Sunday, April 3, 2011

Is Gulf Stream slowing down ?

The Gulf Stream does not appear to be slowing down, say US scientists who have used satellites to monitor tell-tale changes in the height of the see. Confirming work by other scientists using different methodologies, they found dramatic short-term variability but no longer-term trend.A slow-down - dramatised in the film The Day After Tomorrow - is projected by some models of climate change. The research is published in the journal Geophysical Research Letters.

It forms part of a bigger movement of water, the Atlantic Meridional Overturning Circulation, which is itself one part of the global thermohaline process of currents.


The stream is a key process in the climate of western Europe, bringing heat northwards from the tropics and keeping countries such as the United Kingdom 4-6C warmer than they would otherwise be.

"The changes they are seeing in overturning strength are probably part of a natural cycle," said Josh Willis from Nasa's Jet Propulsion Laboratory (JPL) in Texas.

Between 2002 and 2009, the team says, there was no trend discernible - lots of variability on short timescales.
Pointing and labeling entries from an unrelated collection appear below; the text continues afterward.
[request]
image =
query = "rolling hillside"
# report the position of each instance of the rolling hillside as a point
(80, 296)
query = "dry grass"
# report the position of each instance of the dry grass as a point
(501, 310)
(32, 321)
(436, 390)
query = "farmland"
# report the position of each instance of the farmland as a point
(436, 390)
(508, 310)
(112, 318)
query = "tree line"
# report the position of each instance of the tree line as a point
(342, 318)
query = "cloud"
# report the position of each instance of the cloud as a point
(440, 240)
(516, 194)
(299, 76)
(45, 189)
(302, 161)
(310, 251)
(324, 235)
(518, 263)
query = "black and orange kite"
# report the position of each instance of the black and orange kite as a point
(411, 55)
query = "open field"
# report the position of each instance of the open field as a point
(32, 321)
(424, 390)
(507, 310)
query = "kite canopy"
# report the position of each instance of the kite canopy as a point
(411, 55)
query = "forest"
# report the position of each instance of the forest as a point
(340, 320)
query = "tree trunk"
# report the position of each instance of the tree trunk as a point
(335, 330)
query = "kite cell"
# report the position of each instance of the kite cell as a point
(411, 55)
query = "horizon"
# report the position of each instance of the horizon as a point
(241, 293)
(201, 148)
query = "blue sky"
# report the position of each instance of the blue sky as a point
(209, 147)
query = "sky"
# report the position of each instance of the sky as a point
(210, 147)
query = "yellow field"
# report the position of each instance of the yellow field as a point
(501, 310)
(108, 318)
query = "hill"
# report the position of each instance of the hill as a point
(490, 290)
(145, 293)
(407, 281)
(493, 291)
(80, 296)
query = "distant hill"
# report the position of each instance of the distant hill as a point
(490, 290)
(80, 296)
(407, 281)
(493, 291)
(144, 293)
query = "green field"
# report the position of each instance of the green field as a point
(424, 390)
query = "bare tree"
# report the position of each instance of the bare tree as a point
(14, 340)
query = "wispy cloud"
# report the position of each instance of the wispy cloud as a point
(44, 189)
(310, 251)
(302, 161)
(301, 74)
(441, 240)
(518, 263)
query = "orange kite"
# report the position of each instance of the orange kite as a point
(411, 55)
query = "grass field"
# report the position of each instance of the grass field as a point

The satellite record going back to 1993 did recommend a little increase in flow, although the researchers cannot be positive it is significant.

Short measures

"The slight increase in overturning since 1993 coincides with a decades-long natural pattern of Atlantic heating and cooling."
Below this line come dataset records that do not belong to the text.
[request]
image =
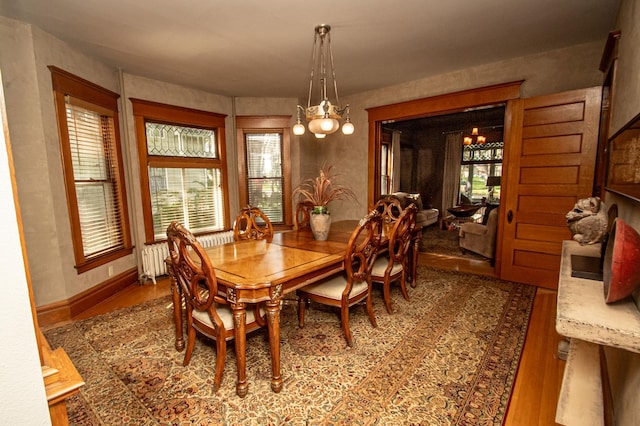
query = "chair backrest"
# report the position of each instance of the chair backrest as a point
(492, 222)
(252, 224)
(302, 218)
(402, 234)
(191, 268)
(362, 248)
(389, 208)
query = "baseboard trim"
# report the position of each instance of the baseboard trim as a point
(66, 309)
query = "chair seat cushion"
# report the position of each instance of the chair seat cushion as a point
(380, 266)
(333, 287)
(226, 315)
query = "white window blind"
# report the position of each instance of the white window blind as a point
(91, 137)
(264, 173)
(187, 193)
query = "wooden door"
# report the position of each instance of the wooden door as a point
(550, 154)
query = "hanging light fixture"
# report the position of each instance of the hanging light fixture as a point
(475, 138)
(323, 116)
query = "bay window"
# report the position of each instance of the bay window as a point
(182, 168)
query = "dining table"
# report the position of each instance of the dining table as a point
(257, 271)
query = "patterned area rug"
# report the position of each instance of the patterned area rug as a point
(447, 357)
(445, 242)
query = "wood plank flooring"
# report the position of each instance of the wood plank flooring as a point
(539, 376)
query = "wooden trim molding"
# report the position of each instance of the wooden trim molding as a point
(425, 107)
(65, 310)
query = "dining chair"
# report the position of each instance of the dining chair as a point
(353, 285)
(252, 224)
(207, 311)
(394, 265)
(302, 218)
(389, 208)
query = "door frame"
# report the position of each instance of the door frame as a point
(504, 93)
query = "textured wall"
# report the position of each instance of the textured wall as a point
(545, 73)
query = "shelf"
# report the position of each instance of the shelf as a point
(580, 401)
(582, 312)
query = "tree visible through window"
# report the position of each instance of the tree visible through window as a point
(264, 176)
(182, 169)
(94, 179)
(479, 162)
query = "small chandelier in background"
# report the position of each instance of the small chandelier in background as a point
(323, 115)
(475, 138)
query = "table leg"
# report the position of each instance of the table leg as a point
(239, 320)
(413, 258)
(273, 318)
(176, 294)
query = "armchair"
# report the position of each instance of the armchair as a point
(479, 238)
(424, 216)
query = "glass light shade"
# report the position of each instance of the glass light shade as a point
(315, 126)
(329, 125)
(298, 129)
(348, 128)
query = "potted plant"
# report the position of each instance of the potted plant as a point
(320, 191)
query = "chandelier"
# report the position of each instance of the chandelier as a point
(475, 138)
(323, 115)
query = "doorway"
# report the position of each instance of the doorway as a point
(425, 119)
(445, 177)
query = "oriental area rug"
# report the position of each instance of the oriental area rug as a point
(446, 357)
(444, 242)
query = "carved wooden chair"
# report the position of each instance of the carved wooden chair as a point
(389, 208)
(302, 218)
(354, 284)
(208, 312)
(395, 264)
(252, 224)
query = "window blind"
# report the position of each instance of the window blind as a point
(91, 138)
(264, 173)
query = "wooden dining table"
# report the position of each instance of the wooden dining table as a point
(257, 271)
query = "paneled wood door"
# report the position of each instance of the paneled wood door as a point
(551, 161)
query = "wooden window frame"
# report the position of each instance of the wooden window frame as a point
(265, 124)
(67, 84)
(144, 111)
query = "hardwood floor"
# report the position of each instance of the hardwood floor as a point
(537, 385)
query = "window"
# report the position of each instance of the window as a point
(92, 161)
(182, 169)
(479, 162)
(263, 157)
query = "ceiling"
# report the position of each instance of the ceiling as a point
(263, 48)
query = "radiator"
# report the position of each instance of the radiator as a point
(153, 255)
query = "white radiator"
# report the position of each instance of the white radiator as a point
(153, 255)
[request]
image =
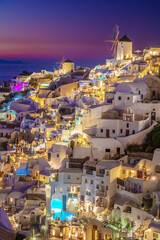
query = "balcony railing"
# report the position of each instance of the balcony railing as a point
(72, 195)
(101, 193)
(90, 172)
(100, 174)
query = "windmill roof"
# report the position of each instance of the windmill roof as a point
(125, 39)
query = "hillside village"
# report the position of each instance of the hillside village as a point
(80, 150)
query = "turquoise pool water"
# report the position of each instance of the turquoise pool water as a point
(56, 207)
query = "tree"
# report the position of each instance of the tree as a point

The first observations proposing the circulation was slowing down emerged in 2005, in research from the UK's National Oceanography Centre (NOC).

Using an array of detectors across the Atlantic and comparing its readings against historical records, scientists suggested the volume of chilled water returning southwards could have fallen by as much as 30% in half a century - a significant decline.

However, later observations by the same team showed that the strength of the flow varied hugely on short timescales - from one season to the next, or even shorter.

The surface water sinks in the Arctic and flows back southwards at the bottom of the ocean, driving the circulation.

But they have not found any clear trend since 2004.Rapid relief

The NOC team now has a chain of instruments in place across the Atlantic, making measurements continuously.

The quantities of water involved are immense, varying between two million and 35 million tonnes of water per second.

"In four-and-a-half years of measurement, they have found there is a lot of variability, and they are working to document it," said NOC's Harry Bryden.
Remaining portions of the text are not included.